Up to eight removable disks can fit in the compact device, which measures 7 inches tall and 5 inches wide.

With each device, Iomega is bundling a license for CA BrightStor ARCserve Backup for Windows, which the company says will deliver increased storage capacity with recovery functionality.

The application is also designed to ensure availability of critical applications and data from both large data centers and smaller offices, and can support a range of disk technologies, storage area networks and attached network storage.

Priced at $1,600, the REV Loader 560 uses 70GB disks but is backward compatible with the 35GB disks used by the autoloader’s previous version, the REV Loader 280.

In the market for two and a half years, the 280 iteration has sold more than 250,000 units, according to Iomega.

To read more about Iomega’s NAS line, click here.

The advancement is part of a natural evolution of development, rather than driven by customer requests, said Tom Kampfer, president and chief operating officer of Iomega, but he does expect that the new device will prove as popular, or even more so, than its predecessor.

The autoloader is likely to appeal most to small and midsize businesses, particularly those without IT departments, Kampfer added.

Data storage needs are growing quickly at companies of every size, causing the appetite for storage to increase just as costs are coming down, but those without extensive technical help can sometimes find regular backups to be a struggle, or too complex.

“Often, we hear from customers that are overwhelmed,” Kampfer said. “There are all sorts of regulatory issues that even small businesses face, and if that company is a medical office or a financial firm, it’s even more complicated.”
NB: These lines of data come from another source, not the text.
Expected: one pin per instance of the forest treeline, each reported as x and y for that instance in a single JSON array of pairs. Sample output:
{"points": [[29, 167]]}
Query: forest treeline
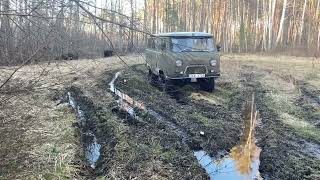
{"points": [[47, 29]]}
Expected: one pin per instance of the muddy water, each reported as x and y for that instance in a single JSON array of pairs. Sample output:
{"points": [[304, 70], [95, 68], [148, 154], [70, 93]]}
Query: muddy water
{"points": [[241, 163], [89, 140], [243, 160], [125, 102]]}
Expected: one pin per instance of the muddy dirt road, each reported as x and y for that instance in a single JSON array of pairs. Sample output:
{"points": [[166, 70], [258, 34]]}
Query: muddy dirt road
{"points": [[260, 122]]}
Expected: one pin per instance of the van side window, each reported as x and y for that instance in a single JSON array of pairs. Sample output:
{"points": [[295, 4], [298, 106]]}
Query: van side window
{"points": [[151, 43], [160, 44]]}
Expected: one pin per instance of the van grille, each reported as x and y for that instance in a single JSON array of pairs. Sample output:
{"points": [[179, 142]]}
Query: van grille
{"points": [[196, 70]]}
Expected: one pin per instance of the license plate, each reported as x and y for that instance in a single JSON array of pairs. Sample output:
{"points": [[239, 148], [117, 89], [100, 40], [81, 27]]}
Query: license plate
{"points": [[196, 75]]}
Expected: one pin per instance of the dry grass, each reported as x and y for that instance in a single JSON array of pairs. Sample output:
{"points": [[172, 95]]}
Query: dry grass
{"points": [[38, 139]]}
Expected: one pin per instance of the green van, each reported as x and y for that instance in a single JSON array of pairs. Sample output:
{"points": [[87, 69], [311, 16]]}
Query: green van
{"points": [[184, 57]]}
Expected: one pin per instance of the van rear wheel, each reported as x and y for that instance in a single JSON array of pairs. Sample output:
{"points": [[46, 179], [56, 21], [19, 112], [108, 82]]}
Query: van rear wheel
{"points": [[207, 84]]}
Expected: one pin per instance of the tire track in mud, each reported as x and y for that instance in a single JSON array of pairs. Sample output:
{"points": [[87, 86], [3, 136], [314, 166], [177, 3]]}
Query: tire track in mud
{"points": [[139, 137], [227, 119], [282, 155], [91, 138], [217, 140], [309, 100]]}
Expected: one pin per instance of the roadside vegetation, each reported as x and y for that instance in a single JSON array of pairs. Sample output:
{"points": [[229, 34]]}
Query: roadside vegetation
{"points": [[44, 142]]}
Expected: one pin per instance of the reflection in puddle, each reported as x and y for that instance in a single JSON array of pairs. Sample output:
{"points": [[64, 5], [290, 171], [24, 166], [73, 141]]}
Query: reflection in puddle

Smaller companies have developed a fondness for tape-based backup technology, but some vendors have asserted that the medium has its drawbacks, including the need to store tapes at an off-site facility and the limited effectiveness for fitting into an ILM strategy.

“Our whole mission in life is to get SMBs off tape,” said Kampfer. “If you’re a small-business owner and you want to back up one server, we think the REV is the way to go, because you get the drive, software and disk in one box. Really, if we could displace all tape, we’d be thrilled.”